Ora, se, por um lado, recebemos o lógos divinal e fundador, chave de acesso para o autoconhecimento, o conhecimento do Outro e da realidade que nos circunda, por outro lado, redescobrimo-nos como entidades ontológicas, cuja nascente verte da nossa alma, a nossa inefável psiquê.

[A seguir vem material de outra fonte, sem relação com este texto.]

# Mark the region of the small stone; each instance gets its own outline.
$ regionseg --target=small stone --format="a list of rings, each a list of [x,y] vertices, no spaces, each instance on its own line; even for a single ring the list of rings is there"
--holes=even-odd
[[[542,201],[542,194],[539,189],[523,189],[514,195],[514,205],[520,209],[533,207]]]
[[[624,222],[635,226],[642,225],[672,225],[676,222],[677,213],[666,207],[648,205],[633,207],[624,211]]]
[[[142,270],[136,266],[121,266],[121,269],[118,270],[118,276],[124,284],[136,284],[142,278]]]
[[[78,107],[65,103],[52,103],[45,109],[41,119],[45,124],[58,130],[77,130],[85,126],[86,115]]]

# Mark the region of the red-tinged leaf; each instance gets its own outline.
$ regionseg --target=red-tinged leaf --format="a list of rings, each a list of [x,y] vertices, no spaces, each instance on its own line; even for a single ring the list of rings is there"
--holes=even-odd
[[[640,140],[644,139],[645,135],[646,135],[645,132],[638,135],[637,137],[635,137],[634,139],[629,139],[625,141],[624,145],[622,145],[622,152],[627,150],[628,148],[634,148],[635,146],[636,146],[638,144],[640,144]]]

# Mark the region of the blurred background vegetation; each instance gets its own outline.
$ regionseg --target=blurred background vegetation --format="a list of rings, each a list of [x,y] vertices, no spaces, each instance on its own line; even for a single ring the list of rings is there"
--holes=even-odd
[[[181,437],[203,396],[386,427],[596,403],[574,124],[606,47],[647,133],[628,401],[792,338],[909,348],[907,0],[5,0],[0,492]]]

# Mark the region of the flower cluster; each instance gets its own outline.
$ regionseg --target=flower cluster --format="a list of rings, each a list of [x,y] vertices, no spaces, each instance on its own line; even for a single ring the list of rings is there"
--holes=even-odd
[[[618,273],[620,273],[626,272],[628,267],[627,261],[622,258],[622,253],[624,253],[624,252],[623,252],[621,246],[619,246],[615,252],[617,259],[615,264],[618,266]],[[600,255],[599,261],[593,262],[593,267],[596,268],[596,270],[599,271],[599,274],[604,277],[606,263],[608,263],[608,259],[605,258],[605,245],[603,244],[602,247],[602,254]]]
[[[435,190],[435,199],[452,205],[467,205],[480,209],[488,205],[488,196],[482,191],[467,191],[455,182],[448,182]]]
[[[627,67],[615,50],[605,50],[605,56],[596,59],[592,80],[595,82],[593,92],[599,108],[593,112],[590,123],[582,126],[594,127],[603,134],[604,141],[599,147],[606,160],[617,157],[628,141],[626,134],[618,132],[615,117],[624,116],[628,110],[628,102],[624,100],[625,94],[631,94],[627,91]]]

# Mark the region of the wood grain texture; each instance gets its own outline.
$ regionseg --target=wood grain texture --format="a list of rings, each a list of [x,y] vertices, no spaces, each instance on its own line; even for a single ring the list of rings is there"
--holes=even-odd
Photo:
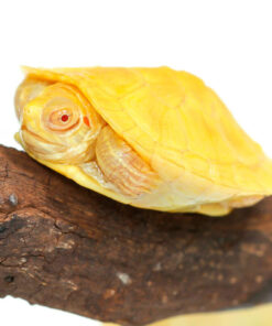
[[[272,198],[221,218],[137,209],[0,146],[0,296],[121,325],[272,298]]]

Desse modo, o sujeito é o resultado de uma adição matematicamente perfeita: o verbo, de matizes infinitas, e o psiquismo, que revela a nossa verdadeira face, através do deslindamento das realidades internalizadas do nosso ser: o Id, o Ego e o Superego - instâncias nas quais o pensamento se transforma em atividade de prazer, e o ser ultrapassa o sentido basilar de mera ação reflexiva ou pilar de nossos instintos mais bestiais ou primordiais.
Ao reconhecermos o sujeito como entidade fundada pela palavra, admitimos que a psiquê é o fundamento puro da Linguagem, que, no plano do simbolismo, poetiza o verbo e o desloca para o inconsciente - sentinela de nossa verdade absoluta e impressão digital de nossa alma, cuja concepção nos estudos metapsicológicos  não descamba para o abstracionismo impreciso, mas, antes, reconfigura o aparelho psíquico, que nos torna filhos do lógos ígneo e misterioso e atores na cena do desejo: desejo que faz da alma a fábrica de sonhos, prazeres, desprazeres, traumas, neuroses, psicoses etc; desvelando, em última análise, a verdade que tece o sentido da existência humana. Qual seja: a de ser o que somos e o que deveremos ser, sempre, e não o seu contrário. Paradoxo? Sujeito e verbo se confundem no psiquismo porque a verdade da alma é a tessitura do próprio ser, que, no inconsciente, surge como fogo eterno e ilumina o ser metapsicológico, que somos, através da infindável cadeia das representações que se desprendem como fagulhas na realidade, renovando a  letra psicanalítica e, por conseguinte, sua linguagem para além dos estatutos lógicos da objetividade científica.